All analyses were performed using custom scripts and packages phyloseq, vegan, lme4, and PGEE in R. Linear discriminant analysis (LDA) coupled with effect size measurements (LEfSe) using patient number as “subject” was used to find taxa that differed significantly (LDA score > 3.0, p < 0.05) between the two groups [28]. OTU abundances were centered log-ratio (clr) transformed to account for the compositionality of microbiota. Dissimilarity between samples was quantified by Aitchison distance [29]. A pseudocount of min/2 was added to exact zeros prior to transformation. Alpha diversity was estimated by Shannon’s index [30]. We used Δm to denote Aitchison distance between non-baseline and baseline (pre-treatment) microbiota for the same patient, providing a single numerical value representing the magnitude of microbiota perturbation from baseline. Ordination was visualized by principal component analysis (PCA) and the proportion of variance explained by the individual was determined by permutational analysis of variance (PERMANOVA) with an adonis test (999 permutations) [31]. Other variables included in adonis were the first PCA axis of antibiotic history (see below), use of parenteral nutrition, and interval from baseline. Samples were the units of analysis and Δm was the outcome variable in all models unless specified otherwise. The performance of all models was estimated by Pearson’s correlation coefficient comparing observed vs. predicted values of Δm.

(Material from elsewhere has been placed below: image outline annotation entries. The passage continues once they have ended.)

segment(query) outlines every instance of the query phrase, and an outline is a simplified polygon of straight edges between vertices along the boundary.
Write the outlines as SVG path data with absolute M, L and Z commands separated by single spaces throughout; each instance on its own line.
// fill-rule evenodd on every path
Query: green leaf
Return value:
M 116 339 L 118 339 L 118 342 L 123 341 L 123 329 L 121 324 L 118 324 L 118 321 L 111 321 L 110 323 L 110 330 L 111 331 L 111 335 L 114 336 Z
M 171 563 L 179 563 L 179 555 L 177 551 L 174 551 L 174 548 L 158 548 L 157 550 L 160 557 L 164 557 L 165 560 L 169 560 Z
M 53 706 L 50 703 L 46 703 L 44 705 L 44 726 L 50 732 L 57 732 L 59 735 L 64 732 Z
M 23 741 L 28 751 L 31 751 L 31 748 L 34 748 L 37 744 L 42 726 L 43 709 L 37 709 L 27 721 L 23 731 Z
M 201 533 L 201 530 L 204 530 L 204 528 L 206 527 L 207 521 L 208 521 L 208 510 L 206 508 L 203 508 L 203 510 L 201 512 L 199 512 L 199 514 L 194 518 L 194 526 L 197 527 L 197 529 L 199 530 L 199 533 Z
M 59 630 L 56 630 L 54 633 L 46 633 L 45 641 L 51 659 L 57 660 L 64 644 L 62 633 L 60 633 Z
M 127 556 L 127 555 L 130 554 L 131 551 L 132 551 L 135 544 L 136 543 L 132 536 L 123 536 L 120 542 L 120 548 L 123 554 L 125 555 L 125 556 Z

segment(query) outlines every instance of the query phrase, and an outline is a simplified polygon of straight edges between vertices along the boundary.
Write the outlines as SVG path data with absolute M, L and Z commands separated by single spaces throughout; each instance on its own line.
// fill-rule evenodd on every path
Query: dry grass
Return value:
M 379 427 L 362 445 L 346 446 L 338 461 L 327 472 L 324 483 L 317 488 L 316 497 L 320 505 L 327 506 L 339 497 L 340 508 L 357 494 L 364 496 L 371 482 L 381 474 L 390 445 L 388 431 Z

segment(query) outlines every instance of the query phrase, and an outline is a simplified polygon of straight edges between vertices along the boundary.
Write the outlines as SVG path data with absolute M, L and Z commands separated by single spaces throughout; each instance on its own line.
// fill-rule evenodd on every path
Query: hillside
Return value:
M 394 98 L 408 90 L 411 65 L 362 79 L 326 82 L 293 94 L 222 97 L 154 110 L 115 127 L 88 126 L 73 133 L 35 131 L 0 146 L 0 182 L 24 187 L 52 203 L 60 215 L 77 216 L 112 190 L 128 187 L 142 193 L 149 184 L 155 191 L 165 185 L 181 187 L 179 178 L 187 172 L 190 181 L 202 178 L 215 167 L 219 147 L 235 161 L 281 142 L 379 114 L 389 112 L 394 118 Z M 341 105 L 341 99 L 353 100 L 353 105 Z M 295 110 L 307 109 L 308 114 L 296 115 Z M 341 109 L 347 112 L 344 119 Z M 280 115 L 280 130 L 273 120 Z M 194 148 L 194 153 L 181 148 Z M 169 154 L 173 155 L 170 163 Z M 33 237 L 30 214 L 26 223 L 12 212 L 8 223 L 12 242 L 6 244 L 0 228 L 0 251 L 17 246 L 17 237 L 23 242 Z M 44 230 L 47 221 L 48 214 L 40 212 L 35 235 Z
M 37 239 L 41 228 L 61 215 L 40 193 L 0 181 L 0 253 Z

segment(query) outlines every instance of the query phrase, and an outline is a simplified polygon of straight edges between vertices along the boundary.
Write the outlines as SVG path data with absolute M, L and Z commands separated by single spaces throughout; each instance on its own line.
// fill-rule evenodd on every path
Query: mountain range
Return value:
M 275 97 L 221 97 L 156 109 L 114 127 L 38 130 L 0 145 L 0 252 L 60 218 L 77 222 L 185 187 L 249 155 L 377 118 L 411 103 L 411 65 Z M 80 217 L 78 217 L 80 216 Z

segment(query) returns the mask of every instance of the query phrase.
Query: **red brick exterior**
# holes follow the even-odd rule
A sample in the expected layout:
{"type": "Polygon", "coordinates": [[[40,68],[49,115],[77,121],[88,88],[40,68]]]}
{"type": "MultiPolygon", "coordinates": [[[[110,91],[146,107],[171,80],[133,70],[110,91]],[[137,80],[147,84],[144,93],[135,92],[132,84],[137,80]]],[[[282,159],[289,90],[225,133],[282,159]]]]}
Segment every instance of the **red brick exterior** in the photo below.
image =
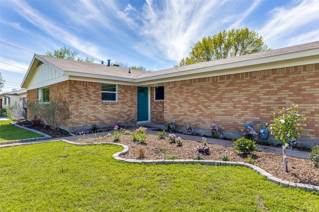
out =
{"type": "Polygon", "coordinates": [[[155,89],[154,87],[151,88],[151,122],[163,123],[164,101],[154,100],[155,89]]]}
{"type": "Polygon", "coordinates": [[[316,64],[166,82],[165,123],[174,120],[177,127],[188,125],[204,129],[215,123],[222,131],[238,132],[252,120],[272,123],[273,113],[295,103],[308,118],[302,138],[318,140],[318,66],[316,64]]]}
{"type": "MultiPolygon", "coordinates": [[[[116,125],[137,121],[136,86],[118,85],[118,101],[102,102],[101,83],[68,80],[50,86],[50,99],[67,100],[71,112],[62,126],[70,128],[116,125]]],[[[36,100],[38,89],[28,90],[36,100]],[[36,96],[34,94],[36,93],[36,96]],[[35,97],[34,97],[35,96],[35,97]]]]}

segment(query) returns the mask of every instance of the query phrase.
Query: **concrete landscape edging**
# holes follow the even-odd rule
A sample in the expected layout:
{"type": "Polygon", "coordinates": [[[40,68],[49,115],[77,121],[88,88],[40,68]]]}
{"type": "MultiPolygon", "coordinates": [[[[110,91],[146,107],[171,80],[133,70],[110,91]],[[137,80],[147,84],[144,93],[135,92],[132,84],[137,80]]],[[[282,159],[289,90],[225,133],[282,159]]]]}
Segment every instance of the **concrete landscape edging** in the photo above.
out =
{"type": "Polygon", "coordinates": [[[314,186],[313,185],[305,184],[304,183],[293,183],[288,182],[286,180],[283,180],[276,177],[273,176],[271,174],[269,173],[266,171],[264,170],[262,168],[258,166],[255,166],[250,163],[245,163],[243,162],[233,162],[233,161],[223,161],[219,160],[194,160],[194,159],[147,159],[147,160],[139,160],[137,159],[132,158],[124,158],[120,157],[120,155],[123,155],[127,154],[129,152],[129,147],[126,145],[122,144],[119,143],[109,143],[109,142],[102,142],[102,143],[80,143],[75,142],[73,142],[70,141],[60,139],[54,141],[40,141],[31,142],[23,142],[23,143],[16,143],[14,145],[11,146],[3,146],[0,145],[0,148],[3,148],[9,146],[14,146],[19,145],[25,145],[32,143],[39,143],[44,142],[51,142],[54,141],[61,141],[70,144],[79,145],[97,145],[97,144],[113,144],[121,146],[123,148],[123,150],[121,151],[115,153],[113,155],[113,157],[115,160],[118,161],[125,161],[127,163],[139,163],[139,164],[172,164],[172,163],[199,163],[201,164],[205,165],[230,165],[230,166],[245,166],[250,169],[253,170],[258,174],[260,175],[265,176],[267,180],[270,182],[276,183],[278,185],[281,185],[283,186],[287,187],[292,187],[295,188],[298,188],[301,189],[305,190],[308,191],[316,191],[319,192],[319,186],[314,186]]]}

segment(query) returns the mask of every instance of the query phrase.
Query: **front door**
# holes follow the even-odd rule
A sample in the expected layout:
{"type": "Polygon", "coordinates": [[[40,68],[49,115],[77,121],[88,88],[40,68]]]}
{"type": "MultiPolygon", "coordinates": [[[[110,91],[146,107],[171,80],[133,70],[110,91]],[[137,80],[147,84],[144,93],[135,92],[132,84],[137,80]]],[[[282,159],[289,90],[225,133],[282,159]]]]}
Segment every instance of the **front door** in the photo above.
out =
{"type": "Polygon", "coordinates": [[[138,121],[149,120],[149,89],[138,87],[138,121]]]}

Quantification of antibiotic history

We quantified the “antibiotic history” of each sample using the time series of exposures to 7 major classes of antibacterial antibiotics between hospital admission and the day the sample was collected. The antibiotic classes considered were fluoroquinolones, third or higher generation cephalosporins, metronidazole, piperacillin-tazobactam, intravenous vancomycin (also daptomycin or linezolid), oral vancomycin, and carbapenems. For a given day, if a given antibiotic was used, it was coded 1 and otherwise, zero. Day 0 was defined as the first day of chemotherapy. Next, we applied a decaying average function to the time series of 0s and 1s for each antibiotic class to achieve a single numerical value summarizing exposure history for the given sample and antibiotic. As an example, if levofloxacin was used on days 1–3 for a patient admitted on day − 1 (1 day before starting chemotherapy), the time series for levofloxacin for a sample collected on day 5 of chemotherapy from this patient would be (0,0,1,1,1,0), indicating that the antibiotic was not used on days − 1, 0 (first day of chemotherapy), and 4, but was used on days 1, 2, and 3. With a decay factor of 2, the levofloxacin history for this sample would be quantified and summarized as 0 × 20 + 1 × 2−1 + 1 × 2−2 + 1 × 2−3 + 0 × 2−4 + 0 × 2−5 + 0 × 2−6 = 0.875. With this decay factor, exposure on a given day receives twice as much weight than exposure on the previous day. A smaller decay factor would make the differences between the weights smaller. We ran Procrustes analysis [32] (999 permutations) to evaluate the correlation between microbiota composition (Aitchison distance) and antibiotic history (Euclidean distance); the sensitivity of this correlation to the decay factor was assessed.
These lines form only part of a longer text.